In model membranes, arachidonic acid and diacylglycerol have been proposed to synergistically induce a membrane-inserted, constitutively active form of protein kinase C. We have investigated the effects of these lipid protein kinase C activators on synaptic efficacy in the Schaffer collateral input to CA1 hippocampal pyramidal cells. Arachidonic acid (5 microM) perfusion combined with repetitive afferent stimulation had no consistent effect on field excitatory postsynaptic potentials recorded in stratum radiatum, while treatment with a cell-permeable diglyceride, oleoyl-acetylglycerol (5 micrograms/ml), followed by stimulation, led to a short-term potentiation. By contrast, the combination of oleoyl-acetylglycerol and arachidonic acid gave rise to a long-lasting non-decremental potentiation of field excitatory postsynaptic potentials. The induction of potentiation was activity dependent, as there was either no significant effect or there was a measurable depression when repetitive synaptic stimulation was omitted. Furthermore, consistent with a protein kinase C-dependent process, the potentiation was blocked by the kinase inhibitors H-7 and staurosporine. The results suggest that relatively low concentrations of arachidonic acid and diacylglycerol work synergistically through protein kinase C to persistently enhance synaptic transmission. This synergy has the makings of an associative (Hebbian) device for long-term potentiation induction operating at the second messenger level.

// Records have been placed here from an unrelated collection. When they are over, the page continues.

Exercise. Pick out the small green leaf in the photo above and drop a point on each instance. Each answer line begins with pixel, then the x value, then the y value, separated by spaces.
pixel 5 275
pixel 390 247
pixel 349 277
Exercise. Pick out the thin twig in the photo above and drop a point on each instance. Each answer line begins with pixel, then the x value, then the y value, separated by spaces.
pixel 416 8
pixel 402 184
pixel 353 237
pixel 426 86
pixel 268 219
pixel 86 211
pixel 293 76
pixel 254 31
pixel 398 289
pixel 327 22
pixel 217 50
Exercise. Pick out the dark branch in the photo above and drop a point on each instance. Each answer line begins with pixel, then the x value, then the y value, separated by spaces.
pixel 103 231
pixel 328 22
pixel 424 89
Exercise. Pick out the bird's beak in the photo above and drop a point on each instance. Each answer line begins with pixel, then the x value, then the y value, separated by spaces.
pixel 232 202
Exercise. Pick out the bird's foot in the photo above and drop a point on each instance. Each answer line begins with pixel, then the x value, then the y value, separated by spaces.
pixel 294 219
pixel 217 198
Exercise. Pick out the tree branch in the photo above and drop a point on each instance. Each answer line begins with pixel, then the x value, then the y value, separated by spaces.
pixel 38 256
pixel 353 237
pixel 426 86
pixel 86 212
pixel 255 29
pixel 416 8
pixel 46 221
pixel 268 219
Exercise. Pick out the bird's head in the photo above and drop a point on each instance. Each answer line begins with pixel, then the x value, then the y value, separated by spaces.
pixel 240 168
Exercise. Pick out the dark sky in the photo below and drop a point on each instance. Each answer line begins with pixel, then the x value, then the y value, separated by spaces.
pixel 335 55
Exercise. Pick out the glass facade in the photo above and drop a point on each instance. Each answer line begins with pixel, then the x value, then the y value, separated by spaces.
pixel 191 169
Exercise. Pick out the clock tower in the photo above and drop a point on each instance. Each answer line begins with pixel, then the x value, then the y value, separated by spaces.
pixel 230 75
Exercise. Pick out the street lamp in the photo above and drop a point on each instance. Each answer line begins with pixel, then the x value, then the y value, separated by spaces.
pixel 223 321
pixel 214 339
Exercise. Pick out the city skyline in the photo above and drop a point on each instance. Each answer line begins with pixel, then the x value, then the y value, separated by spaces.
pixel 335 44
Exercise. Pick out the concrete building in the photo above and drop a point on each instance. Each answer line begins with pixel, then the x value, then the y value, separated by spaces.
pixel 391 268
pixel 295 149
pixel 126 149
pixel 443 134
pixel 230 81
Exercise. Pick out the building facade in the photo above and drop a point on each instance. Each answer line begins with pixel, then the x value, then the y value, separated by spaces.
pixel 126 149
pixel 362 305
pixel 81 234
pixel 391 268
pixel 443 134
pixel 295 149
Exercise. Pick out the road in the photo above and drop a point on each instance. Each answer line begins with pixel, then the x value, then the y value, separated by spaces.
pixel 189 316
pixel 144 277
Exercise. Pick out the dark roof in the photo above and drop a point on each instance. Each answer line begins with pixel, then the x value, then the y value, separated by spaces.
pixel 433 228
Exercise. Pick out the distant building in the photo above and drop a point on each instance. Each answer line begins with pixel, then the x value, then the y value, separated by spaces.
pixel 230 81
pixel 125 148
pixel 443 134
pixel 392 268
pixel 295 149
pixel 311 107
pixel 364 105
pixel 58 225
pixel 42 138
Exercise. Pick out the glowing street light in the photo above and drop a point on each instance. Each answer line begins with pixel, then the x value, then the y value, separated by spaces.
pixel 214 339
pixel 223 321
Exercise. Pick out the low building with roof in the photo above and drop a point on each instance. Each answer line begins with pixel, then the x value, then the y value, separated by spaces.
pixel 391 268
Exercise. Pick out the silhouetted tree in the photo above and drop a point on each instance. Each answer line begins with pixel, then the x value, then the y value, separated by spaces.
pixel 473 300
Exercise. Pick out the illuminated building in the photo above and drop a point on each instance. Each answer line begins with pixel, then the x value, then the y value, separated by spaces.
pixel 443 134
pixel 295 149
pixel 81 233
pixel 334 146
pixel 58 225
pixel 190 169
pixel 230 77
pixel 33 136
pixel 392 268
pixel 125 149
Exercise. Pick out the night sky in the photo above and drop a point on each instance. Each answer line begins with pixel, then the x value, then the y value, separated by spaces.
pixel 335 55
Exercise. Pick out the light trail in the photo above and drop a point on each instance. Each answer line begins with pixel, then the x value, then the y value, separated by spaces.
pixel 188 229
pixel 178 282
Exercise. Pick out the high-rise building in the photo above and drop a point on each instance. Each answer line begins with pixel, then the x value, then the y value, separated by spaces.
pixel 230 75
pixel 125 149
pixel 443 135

Synergistic activation of protein kinase C by arachidonic acid and diacylglycerols in vitro: generation of a stable membrane-bound, cofactor-independent state of protein kinase C activity

The present study examines the synergistic activation of PKC by arachidonic acid and diacylglycerols in phospholipid vesicles and demonstrates that this combination of activators leads to the formation of a constitutively active, phospholipid-bound form of the enzyme. Activation of PKC was almost entirely calcium-dependent with vesicles containing dioleoylglycerol alone. In contrast, considerable calcium-independent activity was observed when vesicles contained both a diacylglycerol and free arachidonic acid. High-affinity association of enzyme activity with diacylglycerol-containing vesicles was calcium dependent and reversible. However, addition of arachidonic acid to diacylglycerol-containing vesicles resulted in irreversible PKC binding in the absence of calcium. Immunoblot analysis indicated that the calcium-independent binding was not isozyme-specific. The activity of the vesicle-associated PKC, bound to vesicles in the absence of calcium, was predominantly calcium-dependent. On the other hand, when the binding and isolation of vesicle-bound enzyme was conducted in the presence of calcium, the subsequent activity was almost entirely resistant to calcium chelation. This vesicle-associated form of the enzyme, when detergent extracted and recombined with phospholipid vesicles, maintained significant constitutive activity (activity in the absence of both diacylglycerol and calcium). The data from this in vitro system provide the basis for a model of the physiological regulation of PKC in which the combined actions of arachidonate and diacylglycerol facilitate the stable formation of a tightly membrane-associated, intrinsically active form of PKC.